The use of FCM to detect metastasis was first reported by Joensuu and colleagues,
23
who used DNA aneuploidy as an indicator of metastasis. In the present study we detected the presence of CK-positive cells within lymph nodes as an indicator of micrometastasis, which means that we need to consider the possibility of false-positive results very carefully. In many instances microscopic evaluation of immunohistochemically stained sections has revealed CK-positive interstitial reticulum cells, sometimes leading to false-positive staining of sinus lining cells.
24
Although such staining is easily recognized morphologically, no morphologic checks can be made to control for false-positive CK staining when using the FCM method. To avoid these cells, Leers and associates
25
combined multiparameter FCM detection of metastasis with CK staining and DNA aneuploidy detection in formalin-fixed, paraffin-embedded lymph nodes. We did not stain DNA in our present study because our final goal is to be able to provide the surgeon with this critical information within a time frame that enables important surgical decisions to be made intraoperatively. Instead, we found that nontumorous CK-positive cells could be omitted by using an appropriate threshold value that led to no false-negative results and a minimal number of false-positive results (Figure 4).
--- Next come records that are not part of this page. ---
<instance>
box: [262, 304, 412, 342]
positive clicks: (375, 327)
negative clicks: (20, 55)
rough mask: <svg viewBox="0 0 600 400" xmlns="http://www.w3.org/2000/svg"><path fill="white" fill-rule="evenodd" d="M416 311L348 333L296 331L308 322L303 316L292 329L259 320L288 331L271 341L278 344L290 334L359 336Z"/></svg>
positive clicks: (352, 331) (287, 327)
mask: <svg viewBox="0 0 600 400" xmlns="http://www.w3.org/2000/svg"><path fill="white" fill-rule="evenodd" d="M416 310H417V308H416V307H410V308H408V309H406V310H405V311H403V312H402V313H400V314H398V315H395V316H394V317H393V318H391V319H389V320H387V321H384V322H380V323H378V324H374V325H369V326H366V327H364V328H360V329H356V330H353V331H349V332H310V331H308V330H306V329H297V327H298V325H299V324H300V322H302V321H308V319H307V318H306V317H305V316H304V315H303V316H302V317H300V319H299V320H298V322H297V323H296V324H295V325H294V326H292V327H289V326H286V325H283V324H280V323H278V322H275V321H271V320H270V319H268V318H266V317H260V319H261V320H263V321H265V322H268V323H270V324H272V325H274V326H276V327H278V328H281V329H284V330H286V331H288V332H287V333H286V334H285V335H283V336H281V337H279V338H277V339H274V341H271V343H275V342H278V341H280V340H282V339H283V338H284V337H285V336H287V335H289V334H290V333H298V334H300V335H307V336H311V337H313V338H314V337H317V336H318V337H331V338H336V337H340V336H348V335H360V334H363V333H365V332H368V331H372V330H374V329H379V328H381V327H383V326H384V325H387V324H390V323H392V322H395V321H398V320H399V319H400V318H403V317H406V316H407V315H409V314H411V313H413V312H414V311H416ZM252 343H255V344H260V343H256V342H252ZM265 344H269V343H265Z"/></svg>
If results of the immunohistochemistry were correct, the false-positive rate would be 8.1% (5/67). The importance of false-positive or false-negative findings and their effect on patient care will depend on the treatment offered on the basis of this finding. If detection of micrometastases will mandate that the surgeon performs a complete lymph node dissection versus a node sampling, then greater importance should be placed on minimizing false-negative results. On the other hand, if the patient will be denied or offered a limited resection on the basis of the presence of a positive lymph node, then no false-positive results should be accepted. To confirm this finding, we intend to compare our FCM method with multiparameter FCM detection in a future study.
In summary, we have developed a rapid intraoperative FCM technique for the diagnosis of lymph node metastasis. This method appears to be sensitive enough to detect micrometastases, although only a limited number of patients were investigated. Consequently, further investigation will be required to confirm the feasibility of this method.